Thanks to its CO₂ capture technology called CarbonCloud, the cleantech company Revcoo aims to tackle one of the major sources of greenhouse gases: fumes from industrial activities. Thanks to the cold, the Revcoo solution makes it possible to extract the CO₂ from it by transforming it into flakes. After being returned to the liquid state, the CO₂ can thus be stored for later recovery.
Carbon capture and utilization (CCU) is one of the approaches put forward by the IPCC to limit global warming to well below 2°C, as provided for in the Paris Agreement. With its CarbonCloud technology, Revcoo intends to contribute to “take up this vital challenge”. This patented technology uses extreme cold to isolate CO₂ from other gases contained in industrial smoke. The innovation lies above all in bringing these effluents into direct contact with liquid nitrogen produced directly from the nitrogen present in these same fumes. Thanks to its technology, Revcoo thus claims some of the lowest operating costs on the market.
While it currently has a first pilot unit with a capacity to capture 2 tonnes of CO₂ per day, the company founded in 2019 announced last July a fundraising of 3.5 million euros which should enable the installation by the first half of 2023 of a second facility capable of capturing 20 tonnes of CO₂ daily. The first step towards large-scale industrial deployment, as explained by Hugo Lucas, co-founder and CEO of Revcoo.
Engineering Techniques: Before coming to the specific technology you have developed, can you present Revcoo to us in a few key points?
Hugo Lucas: Revcoo was founded in 2019 by Paul Taton and myself. The company started its activities around the sole theme of CO₂. But then, little by little, we started to turn to the capture of CO₂ on industrial sites, with the aim of decarbonizing industrial effluents. In 2020, we filed the first patent for our cryogenic CO₂ capture technology. We called it CarbonCloud. Still in 2020, we continued our R&D work in the lab, in order to produce a prototype. In mid-2021, we installed a first pilot on a site of the major construction group Eiffage. Since then, we have continued to improve the technology and conduct real-world tests. We are now five, and we should reach ten people in the team by the end of the year.
You mentioned the name of the technology for which you filed the patent, CarbonCloud. What is hidden behind this designation…?

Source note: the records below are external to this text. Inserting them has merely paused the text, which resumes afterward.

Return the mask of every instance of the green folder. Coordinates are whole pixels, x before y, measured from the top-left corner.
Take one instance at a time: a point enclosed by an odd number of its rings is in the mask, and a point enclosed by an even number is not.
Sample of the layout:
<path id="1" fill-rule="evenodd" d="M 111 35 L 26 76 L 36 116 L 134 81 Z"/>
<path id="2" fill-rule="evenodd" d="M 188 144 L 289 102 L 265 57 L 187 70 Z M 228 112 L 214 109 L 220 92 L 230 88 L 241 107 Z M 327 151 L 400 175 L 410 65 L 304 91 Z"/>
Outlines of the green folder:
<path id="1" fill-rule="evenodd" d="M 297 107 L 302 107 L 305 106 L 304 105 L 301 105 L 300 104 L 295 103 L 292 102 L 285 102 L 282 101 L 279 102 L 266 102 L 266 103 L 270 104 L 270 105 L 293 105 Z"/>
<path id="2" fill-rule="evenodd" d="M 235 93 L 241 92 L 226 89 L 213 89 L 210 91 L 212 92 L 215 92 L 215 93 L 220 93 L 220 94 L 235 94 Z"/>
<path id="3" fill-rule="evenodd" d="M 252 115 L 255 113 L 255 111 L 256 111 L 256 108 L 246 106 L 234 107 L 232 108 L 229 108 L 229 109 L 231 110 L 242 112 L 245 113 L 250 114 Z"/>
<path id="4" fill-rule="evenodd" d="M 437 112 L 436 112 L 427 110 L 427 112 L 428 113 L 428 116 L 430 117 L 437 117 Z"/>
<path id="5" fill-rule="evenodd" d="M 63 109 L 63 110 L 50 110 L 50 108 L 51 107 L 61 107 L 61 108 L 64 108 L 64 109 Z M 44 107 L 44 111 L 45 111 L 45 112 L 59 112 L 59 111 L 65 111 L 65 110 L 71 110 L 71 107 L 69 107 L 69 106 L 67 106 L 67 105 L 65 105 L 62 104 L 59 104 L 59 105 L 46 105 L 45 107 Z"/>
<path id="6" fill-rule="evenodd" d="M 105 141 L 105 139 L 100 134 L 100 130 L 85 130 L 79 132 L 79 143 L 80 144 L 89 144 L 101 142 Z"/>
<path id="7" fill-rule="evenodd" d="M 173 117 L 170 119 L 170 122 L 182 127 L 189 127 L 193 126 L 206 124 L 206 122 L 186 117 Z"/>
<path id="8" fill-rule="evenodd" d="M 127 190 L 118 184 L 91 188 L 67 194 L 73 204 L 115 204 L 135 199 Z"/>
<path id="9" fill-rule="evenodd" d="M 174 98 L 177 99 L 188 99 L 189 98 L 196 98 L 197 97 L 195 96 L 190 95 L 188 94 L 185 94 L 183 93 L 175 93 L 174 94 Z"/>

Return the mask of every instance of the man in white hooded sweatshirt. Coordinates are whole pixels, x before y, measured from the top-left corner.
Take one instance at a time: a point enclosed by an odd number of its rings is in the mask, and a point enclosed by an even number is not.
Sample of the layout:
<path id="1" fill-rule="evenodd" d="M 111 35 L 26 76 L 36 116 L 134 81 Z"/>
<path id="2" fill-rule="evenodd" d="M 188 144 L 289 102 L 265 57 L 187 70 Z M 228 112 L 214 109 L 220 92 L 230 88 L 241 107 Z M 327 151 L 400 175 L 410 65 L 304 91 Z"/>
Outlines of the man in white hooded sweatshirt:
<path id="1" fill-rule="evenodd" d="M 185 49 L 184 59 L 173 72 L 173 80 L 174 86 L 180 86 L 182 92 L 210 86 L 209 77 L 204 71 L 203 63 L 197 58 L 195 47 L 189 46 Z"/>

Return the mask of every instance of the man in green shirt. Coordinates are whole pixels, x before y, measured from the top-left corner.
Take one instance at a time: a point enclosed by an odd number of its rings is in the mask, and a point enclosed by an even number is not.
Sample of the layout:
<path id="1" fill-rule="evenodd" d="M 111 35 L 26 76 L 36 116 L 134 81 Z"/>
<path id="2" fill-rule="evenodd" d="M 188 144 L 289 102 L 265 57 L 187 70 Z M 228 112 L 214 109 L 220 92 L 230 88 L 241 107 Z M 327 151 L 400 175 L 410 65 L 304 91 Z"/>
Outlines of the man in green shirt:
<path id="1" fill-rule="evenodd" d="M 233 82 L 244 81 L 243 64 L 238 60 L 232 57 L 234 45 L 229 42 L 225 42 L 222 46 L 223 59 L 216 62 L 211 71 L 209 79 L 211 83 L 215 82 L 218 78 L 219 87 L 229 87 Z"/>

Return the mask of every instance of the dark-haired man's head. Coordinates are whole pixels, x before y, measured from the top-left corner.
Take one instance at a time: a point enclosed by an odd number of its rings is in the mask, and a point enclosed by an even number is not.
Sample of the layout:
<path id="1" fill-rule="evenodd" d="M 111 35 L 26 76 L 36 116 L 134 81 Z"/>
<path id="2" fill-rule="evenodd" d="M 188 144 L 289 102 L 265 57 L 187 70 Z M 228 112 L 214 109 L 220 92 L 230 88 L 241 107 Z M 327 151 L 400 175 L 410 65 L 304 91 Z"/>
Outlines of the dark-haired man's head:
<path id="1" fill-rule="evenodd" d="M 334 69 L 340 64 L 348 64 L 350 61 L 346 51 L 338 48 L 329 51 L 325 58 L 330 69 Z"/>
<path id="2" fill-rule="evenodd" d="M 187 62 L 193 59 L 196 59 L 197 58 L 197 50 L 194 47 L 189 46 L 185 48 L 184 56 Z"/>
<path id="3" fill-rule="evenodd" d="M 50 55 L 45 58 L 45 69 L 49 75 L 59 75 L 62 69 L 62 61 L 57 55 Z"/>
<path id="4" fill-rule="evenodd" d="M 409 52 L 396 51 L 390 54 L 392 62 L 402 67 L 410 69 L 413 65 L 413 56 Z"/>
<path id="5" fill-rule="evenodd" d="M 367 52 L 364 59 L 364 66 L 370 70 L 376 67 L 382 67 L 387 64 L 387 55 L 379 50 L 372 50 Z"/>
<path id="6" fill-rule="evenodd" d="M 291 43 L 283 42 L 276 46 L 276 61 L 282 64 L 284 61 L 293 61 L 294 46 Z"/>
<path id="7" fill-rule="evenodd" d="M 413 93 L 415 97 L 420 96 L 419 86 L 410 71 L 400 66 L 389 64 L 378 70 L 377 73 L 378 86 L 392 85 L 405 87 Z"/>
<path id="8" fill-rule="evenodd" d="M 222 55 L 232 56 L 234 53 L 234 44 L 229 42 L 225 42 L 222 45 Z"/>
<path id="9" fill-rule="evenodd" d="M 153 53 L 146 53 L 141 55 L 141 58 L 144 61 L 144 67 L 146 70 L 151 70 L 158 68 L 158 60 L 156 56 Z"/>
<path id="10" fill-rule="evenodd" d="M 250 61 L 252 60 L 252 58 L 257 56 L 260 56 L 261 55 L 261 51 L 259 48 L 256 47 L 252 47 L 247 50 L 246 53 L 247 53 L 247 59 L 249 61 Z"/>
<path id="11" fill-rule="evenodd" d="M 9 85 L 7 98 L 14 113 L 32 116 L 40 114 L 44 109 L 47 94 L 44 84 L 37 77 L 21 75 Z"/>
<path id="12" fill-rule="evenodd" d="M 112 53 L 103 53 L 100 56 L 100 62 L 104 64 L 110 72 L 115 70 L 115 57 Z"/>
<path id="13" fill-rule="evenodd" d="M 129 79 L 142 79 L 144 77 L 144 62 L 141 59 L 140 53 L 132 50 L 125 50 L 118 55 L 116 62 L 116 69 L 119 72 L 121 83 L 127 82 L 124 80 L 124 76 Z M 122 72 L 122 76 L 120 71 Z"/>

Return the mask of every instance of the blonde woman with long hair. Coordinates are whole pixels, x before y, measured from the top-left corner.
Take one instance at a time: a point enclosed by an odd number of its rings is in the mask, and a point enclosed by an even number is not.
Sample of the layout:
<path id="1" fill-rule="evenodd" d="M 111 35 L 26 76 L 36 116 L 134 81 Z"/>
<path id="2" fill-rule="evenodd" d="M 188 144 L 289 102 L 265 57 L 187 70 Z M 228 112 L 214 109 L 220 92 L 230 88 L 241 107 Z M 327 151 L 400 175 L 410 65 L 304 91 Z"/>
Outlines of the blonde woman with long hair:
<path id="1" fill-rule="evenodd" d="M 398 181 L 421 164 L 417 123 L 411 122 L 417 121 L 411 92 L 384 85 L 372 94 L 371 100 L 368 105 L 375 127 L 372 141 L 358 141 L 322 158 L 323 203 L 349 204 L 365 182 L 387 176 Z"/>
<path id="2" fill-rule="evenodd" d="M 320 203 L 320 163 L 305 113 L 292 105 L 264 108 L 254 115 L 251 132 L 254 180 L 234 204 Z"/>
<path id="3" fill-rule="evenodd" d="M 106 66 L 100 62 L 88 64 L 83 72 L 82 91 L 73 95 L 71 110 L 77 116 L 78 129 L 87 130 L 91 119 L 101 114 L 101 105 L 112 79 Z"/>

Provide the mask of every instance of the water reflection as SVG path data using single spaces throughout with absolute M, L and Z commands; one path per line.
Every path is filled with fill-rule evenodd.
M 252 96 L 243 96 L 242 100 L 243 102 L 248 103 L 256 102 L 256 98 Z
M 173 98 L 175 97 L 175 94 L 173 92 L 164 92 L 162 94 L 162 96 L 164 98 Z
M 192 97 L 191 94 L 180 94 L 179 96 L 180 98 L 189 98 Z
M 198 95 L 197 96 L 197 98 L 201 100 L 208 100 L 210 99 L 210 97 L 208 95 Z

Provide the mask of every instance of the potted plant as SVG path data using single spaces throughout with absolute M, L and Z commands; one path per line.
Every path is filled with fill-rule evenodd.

Our technology is based on cryogenics: we use cold to freeze and isolate CO₂. To achieve this, we separate the nitrogen present in the fumes, which we liquefy at -196°C. This nitrogen is used as a refrigerant, in order to freeze the CO₂. This CO₂ will thus turn into snowflakes, hence the name of the technology, CarbonCloud. These CO₂ flakes are then returned to the liquid state, in order to be able to store them in tanks.
What are the capabilities of this technology?
It is for the moment still complicated to give precise figures, because they will depend on the type of installation. The pilot that we have set up at Eiffage is in any case capable of capturing 2 tonnes of CO₂ per day, for a footprint of 70 m². In terms of energy, the technology requires electrical power: 60% of electricity consumption is linked to the extraction and liquefaction of nitrogen. The energy balance will thus depend on two parameters: the energy cost and the CO₂ concentration in the fumes from the industry. These two parameters will vary the total operating cost of our solution. For 20% CO₂ concentration and eight cents per kWh of electricity, we expect a cost of €30 to €35 per ton of CO₂ captured.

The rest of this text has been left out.